Ardi menambahkan, kebijakan tersebut bisa menghilangkan pendapatan hariannya.
"Dengan rencana itu, pendapatan kami hilang setiap hari. Selain tak laku, karena masyarakat daerah sini tidak ada yang mau beli karena mahal jika dinaikkan harga sesuai dengan harga gas non subsidi jika pembeli itu berstatus ASN. Ini memberatkan kami yang di pangkalan dan konsumen juga,” katanya.
Ardi meminta pemerintah daerah maupun pusat memberikan solusi, bukan menimbulkan kegaduhan di masyarakat.
"Setidaknya pemerintah memiliki solusi, sebab yang memberikan bantuan yang juga membuat solusi, kita (masyarakat) tunggu saja," katanya.
Kepala Bagian (Kabag) Perekonomian di Sekretariat Daerah Pemko Pematang Siantar, Hendra Simamora menyatakan Pemko telah mengumpulkan agen-agen gas LPG 3 kilogram bersubsidi untuk dimintai keterangan dan melakukan pengumpulan data masyarakat.
"Kemarin (28/8/2023) sudah dirapatkan kepada beberapa agen terhadap kebijakan pembelian LPG 3 kilogram bersubsidi dengan menggunakan KTP dan saat ini mereka sedang melaksanakan pendataan. Kita upayakan data-data tersebut ditampung segera," ujarnya.
Hendra menjelaskan di masa registrasi, tidak ada pembatasan dan tidak ada penambahan syarat dari LPG di Kota Pematang Siantar.
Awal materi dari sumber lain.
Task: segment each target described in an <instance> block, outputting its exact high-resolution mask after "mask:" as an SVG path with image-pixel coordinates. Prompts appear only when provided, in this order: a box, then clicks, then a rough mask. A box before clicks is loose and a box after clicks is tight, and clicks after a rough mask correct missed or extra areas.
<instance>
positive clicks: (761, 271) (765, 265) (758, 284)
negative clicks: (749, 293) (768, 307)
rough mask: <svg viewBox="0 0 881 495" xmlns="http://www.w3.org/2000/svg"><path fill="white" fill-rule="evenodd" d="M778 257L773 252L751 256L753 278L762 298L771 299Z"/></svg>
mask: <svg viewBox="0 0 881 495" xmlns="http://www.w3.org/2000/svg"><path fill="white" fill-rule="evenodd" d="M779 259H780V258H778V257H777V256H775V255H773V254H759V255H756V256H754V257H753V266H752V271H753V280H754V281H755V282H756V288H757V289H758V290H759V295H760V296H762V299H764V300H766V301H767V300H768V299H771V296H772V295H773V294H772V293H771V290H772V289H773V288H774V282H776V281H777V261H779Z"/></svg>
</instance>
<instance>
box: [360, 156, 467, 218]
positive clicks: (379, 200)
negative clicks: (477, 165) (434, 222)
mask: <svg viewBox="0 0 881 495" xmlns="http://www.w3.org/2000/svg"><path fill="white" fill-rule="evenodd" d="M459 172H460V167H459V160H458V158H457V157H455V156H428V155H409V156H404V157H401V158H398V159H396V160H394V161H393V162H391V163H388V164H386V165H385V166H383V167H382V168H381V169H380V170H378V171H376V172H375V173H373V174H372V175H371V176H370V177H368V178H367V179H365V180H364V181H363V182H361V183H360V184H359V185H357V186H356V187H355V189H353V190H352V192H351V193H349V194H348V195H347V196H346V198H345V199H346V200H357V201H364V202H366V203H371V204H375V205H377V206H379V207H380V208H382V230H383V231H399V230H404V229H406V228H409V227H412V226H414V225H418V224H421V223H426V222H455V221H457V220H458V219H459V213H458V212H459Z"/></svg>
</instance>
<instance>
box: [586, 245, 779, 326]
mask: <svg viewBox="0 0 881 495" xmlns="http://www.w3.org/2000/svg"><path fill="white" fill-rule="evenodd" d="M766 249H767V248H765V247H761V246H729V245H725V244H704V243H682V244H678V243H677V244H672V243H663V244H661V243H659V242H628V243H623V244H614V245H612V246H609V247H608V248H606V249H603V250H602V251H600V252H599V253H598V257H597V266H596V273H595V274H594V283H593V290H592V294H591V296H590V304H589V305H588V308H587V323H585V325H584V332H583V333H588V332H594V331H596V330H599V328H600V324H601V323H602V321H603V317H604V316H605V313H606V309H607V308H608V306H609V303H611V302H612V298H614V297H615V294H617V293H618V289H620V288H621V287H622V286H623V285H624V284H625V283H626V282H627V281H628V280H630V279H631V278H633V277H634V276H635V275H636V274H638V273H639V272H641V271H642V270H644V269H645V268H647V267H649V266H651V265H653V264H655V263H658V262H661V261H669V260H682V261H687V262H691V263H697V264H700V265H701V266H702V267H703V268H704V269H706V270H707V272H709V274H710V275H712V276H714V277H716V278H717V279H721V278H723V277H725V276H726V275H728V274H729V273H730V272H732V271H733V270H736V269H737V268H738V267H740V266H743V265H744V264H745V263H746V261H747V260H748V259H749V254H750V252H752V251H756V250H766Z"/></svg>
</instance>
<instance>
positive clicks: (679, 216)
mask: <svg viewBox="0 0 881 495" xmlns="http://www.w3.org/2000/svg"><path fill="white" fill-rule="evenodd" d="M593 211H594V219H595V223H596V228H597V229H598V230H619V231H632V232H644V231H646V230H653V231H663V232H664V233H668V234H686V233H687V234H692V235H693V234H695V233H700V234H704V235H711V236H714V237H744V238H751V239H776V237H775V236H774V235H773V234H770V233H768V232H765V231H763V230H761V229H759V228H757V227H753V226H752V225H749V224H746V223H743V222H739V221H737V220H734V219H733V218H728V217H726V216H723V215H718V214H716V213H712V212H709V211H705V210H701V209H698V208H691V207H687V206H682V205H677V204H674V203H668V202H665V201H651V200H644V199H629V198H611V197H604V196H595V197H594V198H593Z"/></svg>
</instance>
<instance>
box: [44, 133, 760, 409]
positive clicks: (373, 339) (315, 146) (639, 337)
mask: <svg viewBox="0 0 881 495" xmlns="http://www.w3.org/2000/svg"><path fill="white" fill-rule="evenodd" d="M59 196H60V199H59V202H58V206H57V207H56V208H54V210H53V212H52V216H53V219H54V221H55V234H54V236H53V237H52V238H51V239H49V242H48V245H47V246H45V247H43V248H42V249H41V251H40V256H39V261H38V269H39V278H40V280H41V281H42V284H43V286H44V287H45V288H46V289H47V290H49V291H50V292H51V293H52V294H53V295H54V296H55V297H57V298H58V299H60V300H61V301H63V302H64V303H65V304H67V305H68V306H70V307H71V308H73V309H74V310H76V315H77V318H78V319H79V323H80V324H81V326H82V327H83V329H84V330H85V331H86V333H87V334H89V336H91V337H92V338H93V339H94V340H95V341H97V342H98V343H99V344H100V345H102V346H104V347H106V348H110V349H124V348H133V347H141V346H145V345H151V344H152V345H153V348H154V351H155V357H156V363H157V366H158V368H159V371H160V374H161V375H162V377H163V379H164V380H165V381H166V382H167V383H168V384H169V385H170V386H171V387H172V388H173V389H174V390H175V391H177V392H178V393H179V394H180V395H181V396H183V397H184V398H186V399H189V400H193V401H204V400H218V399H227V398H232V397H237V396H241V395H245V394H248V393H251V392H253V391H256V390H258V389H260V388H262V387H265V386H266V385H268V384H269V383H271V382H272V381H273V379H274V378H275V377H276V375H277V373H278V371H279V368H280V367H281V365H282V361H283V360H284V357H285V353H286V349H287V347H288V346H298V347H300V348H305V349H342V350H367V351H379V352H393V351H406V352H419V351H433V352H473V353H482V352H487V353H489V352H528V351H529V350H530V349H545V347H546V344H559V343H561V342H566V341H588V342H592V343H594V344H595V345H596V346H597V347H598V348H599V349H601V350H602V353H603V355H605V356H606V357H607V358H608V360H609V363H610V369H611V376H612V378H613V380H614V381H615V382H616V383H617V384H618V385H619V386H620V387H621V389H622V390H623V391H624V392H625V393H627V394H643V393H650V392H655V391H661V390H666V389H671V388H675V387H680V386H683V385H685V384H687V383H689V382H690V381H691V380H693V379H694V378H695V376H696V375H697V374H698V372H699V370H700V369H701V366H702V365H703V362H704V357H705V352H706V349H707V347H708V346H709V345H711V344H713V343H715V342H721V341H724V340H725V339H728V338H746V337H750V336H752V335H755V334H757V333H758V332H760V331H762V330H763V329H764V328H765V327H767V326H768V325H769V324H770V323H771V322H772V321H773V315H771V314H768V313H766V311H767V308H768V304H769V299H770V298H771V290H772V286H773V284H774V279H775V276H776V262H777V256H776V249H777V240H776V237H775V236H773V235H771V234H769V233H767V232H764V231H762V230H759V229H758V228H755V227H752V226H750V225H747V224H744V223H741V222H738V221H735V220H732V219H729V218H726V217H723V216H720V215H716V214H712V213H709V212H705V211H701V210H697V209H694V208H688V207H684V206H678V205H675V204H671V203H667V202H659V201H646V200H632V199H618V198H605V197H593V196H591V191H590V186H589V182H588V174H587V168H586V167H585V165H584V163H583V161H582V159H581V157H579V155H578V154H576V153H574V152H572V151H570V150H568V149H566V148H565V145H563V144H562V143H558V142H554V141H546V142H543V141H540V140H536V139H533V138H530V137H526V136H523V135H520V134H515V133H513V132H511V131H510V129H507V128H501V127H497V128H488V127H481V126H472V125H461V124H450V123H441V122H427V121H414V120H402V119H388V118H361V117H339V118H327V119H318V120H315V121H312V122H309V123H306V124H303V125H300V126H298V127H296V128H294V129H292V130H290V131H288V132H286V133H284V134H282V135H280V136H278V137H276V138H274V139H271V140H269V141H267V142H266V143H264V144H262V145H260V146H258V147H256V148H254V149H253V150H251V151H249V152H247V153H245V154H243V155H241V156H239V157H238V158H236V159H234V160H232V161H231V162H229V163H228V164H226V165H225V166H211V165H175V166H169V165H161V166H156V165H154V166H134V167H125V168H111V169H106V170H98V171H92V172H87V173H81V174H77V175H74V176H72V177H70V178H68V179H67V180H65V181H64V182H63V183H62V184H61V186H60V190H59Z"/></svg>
"Jadi, agen-agen ini kami harapkan mendata semua, baik warga yang membeli padanya, hingga data pangkalan masing-masing. Nanti akan dimasukkan dalam sebuah aplikasi bernama Monica LPG yang sudah ditentukan pemerintah," jelasnya.
Pemko Pematang Siantar, kata Hendra, telah mengikuti sesuai dengan Keputusan Menteri Energi dan Sumber Daya Mineral Nomor 37.K/MG.01/MEM.M/2023.
"Harapannya LPG ini bisa tepat sasaran, kita pastikan mengikuti amanat dari Keputusan Menteri Energi dan Sumber Daya Mineral Nomor 37.K/MG.01/MEM.M/2023 tentang Petunjuk Teknis Pendistribusian Isi Ulang LPG Tertentu Tepat Sasaran, yang dikeluarkan dari pemerintah pusat, sebab adanya kebijakan itu mampu mengurangi kecurangan bagi mereka yang tidak berhak menggunakan gas bersubsidi itu," pungkas dia.